Member of the Chamber of Deputies
- In office 1 February 2023 – 12 May 2024
- Constituency: Mato Grosso

Personal details
- Born: Amália Scudeler de Barros Santos 22 March 1985 Mogi Mirim, São Paulo, Brazil
- Died: 12 May 2024 (aged 39) São Paulo, São Paulo, Brazil
- Party: PL (2022–2024)
- Occupation: Journalist; politician;

= Amália Barros =

Brazilian politician (1985–2024)

Amália Scudeler de Barros Santos (22 March 1985 – 12 May 2024) was a Brazilian journalist and politician, affiliated with the Liberal Party (PL), which she served as a federal deputy for Mato Grosso from 2023 to 2024. She was also a journalism graduate and had worked as a rodeo show narrator.

==Biography==
Barros was born on March 22, 1985, in Mogi Mirim, as the youngest daughter of Maria Helena and Albino, with an older brother about six years her senior.

At the age of 20, she lost vision in her left eye due to uveitis stemming from toxoplasmosis. Following this, Barros underwent 15 surgeries that were unsuccessful in restoring her vision and resulted in drug-induced hepatitis. Consequently, she opted for the removal of her eye and its replacement with an ocular prosthesis.

According to Barros in her book published in 2021, this experience served as a catalyst for her to consider a future biography and subsequently enter Brazilian politics. Her aim was to champion the cause of monocular individuals so that they would be recognized by the Brazilian government as having a sensory disability, as well as for the inclusion of ocular prostheses on the list of prostheses provided by Brazil's Unified Health System (SUS).

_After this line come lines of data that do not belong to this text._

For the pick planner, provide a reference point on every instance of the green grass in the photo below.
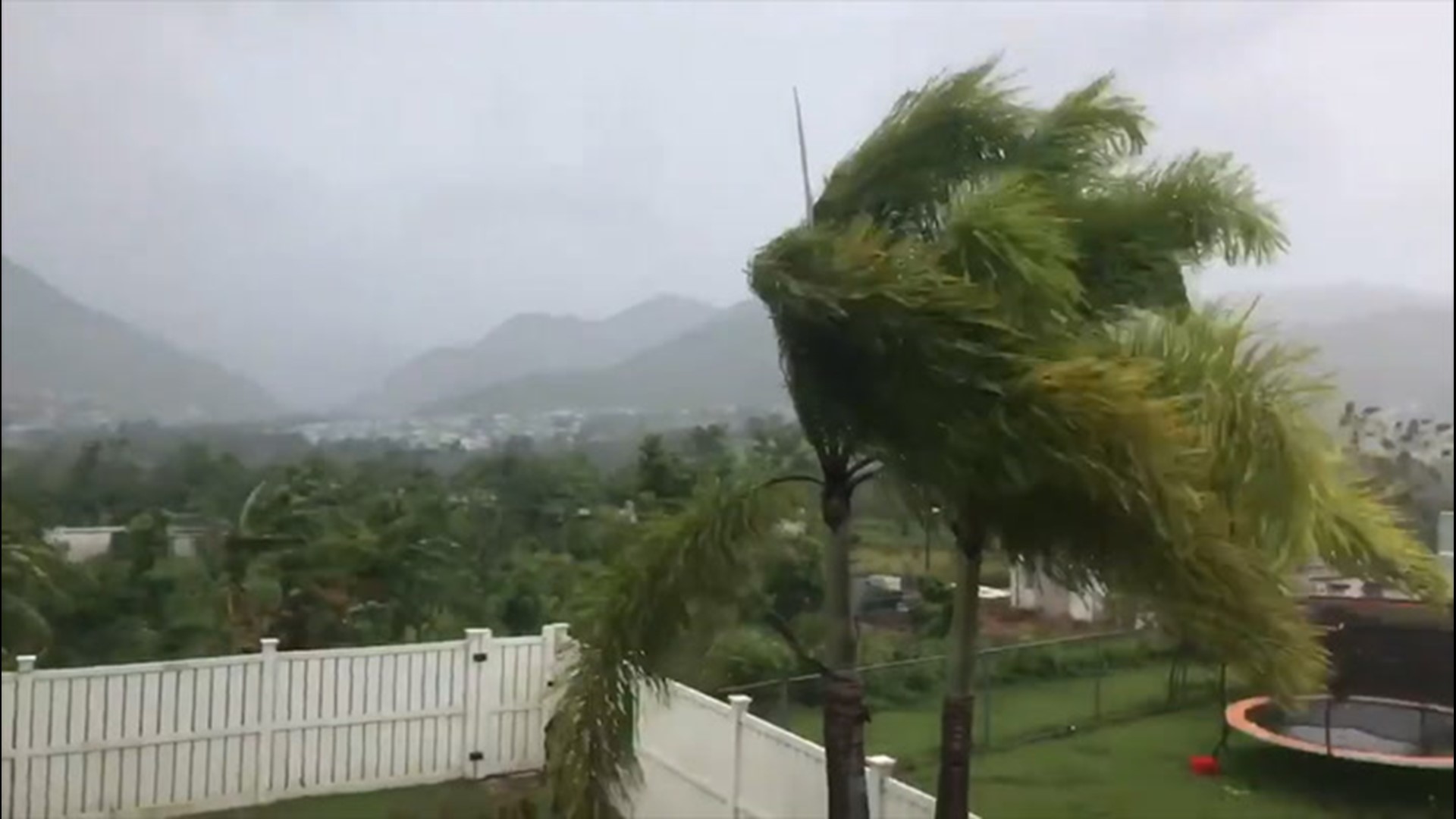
(1017, 711)
(1134, 765)
(494, 799)
(1142, 770)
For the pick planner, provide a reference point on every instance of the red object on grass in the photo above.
(1204, 765)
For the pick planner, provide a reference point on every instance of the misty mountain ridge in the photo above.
(1383, 347)
(60, 353)
(730, 360)
(530, 344)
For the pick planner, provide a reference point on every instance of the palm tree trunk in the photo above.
(959, 708)
(845, 711)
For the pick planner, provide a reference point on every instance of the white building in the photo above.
(1033, 591)
(86, 542)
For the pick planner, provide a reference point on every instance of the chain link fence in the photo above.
(1024, 691)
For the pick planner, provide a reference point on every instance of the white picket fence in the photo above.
(168, 739)
(708, 760)
(190, 736)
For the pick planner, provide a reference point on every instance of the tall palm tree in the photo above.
(951, 303)
(30, 577)
(956, 308)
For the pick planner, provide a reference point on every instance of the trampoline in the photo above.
(1362, 729)
(1391, 689)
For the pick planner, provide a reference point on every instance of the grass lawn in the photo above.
(1017, 711)
(494, 799)
(1138, 768)
(1141, 770)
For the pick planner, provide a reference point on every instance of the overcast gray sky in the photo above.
(313, 191)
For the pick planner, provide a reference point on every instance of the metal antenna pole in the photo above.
(804, 159)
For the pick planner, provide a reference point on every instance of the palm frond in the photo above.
(1254, 401)
(1005, 232)
(1141, 231)
(867, 324)
(1128, 477)
(699, 558)
(1091, 130)
(948, 130)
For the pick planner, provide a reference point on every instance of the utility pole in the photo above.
(804, 161)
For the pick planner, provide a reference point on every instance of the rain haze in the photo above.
(312, 193)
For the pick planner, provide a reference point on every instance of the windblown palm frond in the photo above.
(1138, 232)
(696, 560)
(30, 577)
(1005, 234)
(1279, 472)
(1090, 131)
(952, 129)
(867, 327)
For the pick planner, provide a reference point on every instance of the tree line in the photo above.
(984, 308)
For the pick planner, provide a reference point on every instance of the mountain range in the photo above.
(535, 344)
(1385, 347)
(60, 353)
(1382, 347)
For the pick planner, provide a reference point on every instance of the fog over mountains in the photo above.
(1385, 347)
(57, 350)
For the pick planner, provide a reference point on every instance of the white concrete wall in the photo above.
(710, 760)
(191, 736)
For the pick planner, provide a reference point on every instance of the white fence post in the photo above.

Barros launched her political career in 2022 by running for the position of federal deputy, garnering attention for her candidacy supported by then-first lady Michelle Bolsonaro. She secured election with 70,294 votes.

During her tenure as a congresswoman, Barros was instrumental in inspiring Law 14,126/2021, known as the Amália Barros Law, which recognizes single-eyed vision as a sensory disability in Brazil. The law was officially enacted on 22 March 2021, acknowledging monocular vision as a visual impairment under Brazilian law. Additionally, she founded the Instituto Amália Barros, later renamed the National Institute for Monocular Vision Individuals, aimed at organizing campaigns for fundraising, facilitating the donation of ocular prostheses and scleral lenses, and providing assistance to monocular individuals.

In 2021, Barros authored Se Enxerga!: Transforme desafios em grandes oportunidades para você e outras pessoas, in a comprehensive work spanning 42 chapters detailing her life story and the experiences that led her to advocate for the rights of monocular individuals.

==Death==
Barros died in São Paulo on 12 May 2024 at the age of 39, after being hospitalized since 1 May following two surgeries to address complications from a pancreatic nodule. While hospitalized, she remained in critical condition in the ICU, undergoing continuous medical interventions, including consultations for additional surgeries due to liver complications.

Following her death, Nelson Barbudo, a Member of the Chamber of Deputies, assumed her position on 21 May 2024, as he was designated as the primary replacement for Barros by the party.

== Electoral history ==

=== Chamber of Deputies ===

Election
Party: Votes; %; Position in the state of Mato Grosso; Result
2022: Liberal Party; 70,294; 4.06; No. 6; Elected

== Works ==

- 2021: Se Enxerga!: Transforme desafios em grandes oportunidades para você e outras pessoas (translated as: See Yourself!: Transform Challenges into Great Opportunities for Yourself and Others).